Re: zwischen gestern und morgen
Verfasst: Mo 4. Feb 2019, 20:41
von Stefanie
Danke für die Erläuterungen bzgl. des Hasen.
Das Problem ist, sowohl bei dem Bild als auch bei dem Satz hatte ich kein Assoziationsfeld und jetzt eigentlich auch nicht. Meine Assoziation ist Hase, oder ist ein Kaninchen?, auf jeden Fall niedlich...nicht weiter drüber nachdenken, das Bild ist eine Hommage an einen Kollegen.

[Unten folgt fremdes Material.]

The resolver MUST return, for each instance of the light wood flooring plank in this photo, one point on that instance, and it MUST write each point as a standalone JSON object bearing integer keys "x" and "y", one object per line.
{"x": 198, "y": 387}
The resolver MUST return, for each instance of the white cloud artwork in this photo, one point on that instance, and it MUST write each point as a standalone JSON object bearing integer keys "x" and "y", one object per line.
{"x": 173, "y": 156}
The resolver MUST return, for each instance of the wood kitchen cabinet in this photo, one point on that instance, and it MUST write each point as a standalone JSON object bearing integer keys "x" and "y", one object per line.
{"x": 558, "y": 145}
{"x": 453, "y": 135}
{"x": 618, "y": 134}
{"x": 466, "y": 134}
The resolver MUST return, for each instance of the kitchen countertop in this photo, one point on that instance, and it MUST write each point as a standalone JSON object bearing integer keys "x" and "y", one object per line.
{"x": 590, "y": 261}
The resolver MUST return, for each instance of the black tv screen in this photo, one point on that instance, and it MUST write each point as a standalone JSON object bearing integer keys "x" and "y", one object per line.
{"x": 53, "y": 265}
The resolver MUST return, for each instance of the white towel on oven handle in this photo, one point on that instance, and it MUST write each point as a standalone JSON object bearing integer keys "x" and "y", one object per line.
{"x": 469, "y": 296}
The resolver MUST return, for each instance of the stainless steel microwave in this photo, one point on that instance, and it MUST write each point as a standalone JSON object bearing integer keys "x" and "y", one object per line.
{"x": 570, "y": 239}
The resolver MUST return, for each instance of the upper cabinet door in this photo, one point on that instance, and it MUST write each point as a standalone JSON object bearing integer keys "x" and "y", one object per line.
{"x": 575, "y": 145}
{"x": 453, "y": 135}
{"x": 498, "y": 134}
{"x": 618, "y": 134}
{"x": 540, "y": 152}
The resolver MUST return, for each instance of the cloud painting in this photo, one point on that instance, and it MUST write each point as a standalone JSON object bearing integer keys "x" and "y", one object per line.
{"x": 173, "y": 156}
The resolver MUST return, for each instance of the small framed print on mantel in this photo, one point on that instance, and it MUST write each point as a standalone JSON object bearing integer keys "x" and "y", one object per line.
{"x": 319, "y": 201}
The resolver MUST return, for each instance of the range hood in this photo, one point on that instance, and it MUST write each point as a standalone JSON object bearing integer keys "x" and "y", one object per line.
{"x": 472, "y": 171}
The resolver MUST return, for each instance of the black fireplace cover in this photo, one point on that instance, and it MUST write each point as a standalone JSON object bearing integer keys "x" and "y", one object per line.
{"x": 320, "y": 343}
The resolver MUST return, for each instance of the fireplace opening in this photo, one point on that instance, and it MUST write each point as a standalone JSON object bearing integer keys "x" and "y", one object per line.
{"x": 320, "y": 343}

Die nachträgliche Wissenserweiterung über Hasen in der Kunst oder im allgemeinen löst vielleicht später mal eine Assoziation aus.
Re: zwischen gestern und morgen
Verfasst: Mo 4. Feb 2019, 20:57
von Jörn Budesheim
Man kann schwer einen Hasen ins Bild setzen ohne an Beuys, Dürer, Flanagan oder wen auch immer zu denken, das mag schon stimmen. Für mich ist es aber keine Hommage an wen auch immer :-)
Mein Punkt war eigentlich (indirekt) ein anderer. Passen der Anspruch, "jeder sieht es anders" und der Wunsch es zu verstehen oder auf eine Erklärung zu hoffen, eigentlich zusammen? Oder geht das etwas auseinander?
Re: zwischen gestern und morgen
Verfasst: Mo 4. Feb 2019, 23:18
von TsukiHana
Jetzt rückte der Hase doch wohl etwas zu sehr in den Vordergrund, was?
Nun gut, auch wenn es
keine Hommage (an wen auch immer) war, hoppelt der Hase jetzt (in meiner Vorstellung) fröhlich weiter auf der Wiese vor dem Fridericianum herum
Ich mag das Bild, was nicht nur daran liegt, dass mir viele Budesheim-Bilder gefallen.
Oft geht es mir dann wie eben jenem Gast im Kunstverein mit seiner "Dedektiv-Arbeit". Das macht die Sache ja auch durchaus spannend.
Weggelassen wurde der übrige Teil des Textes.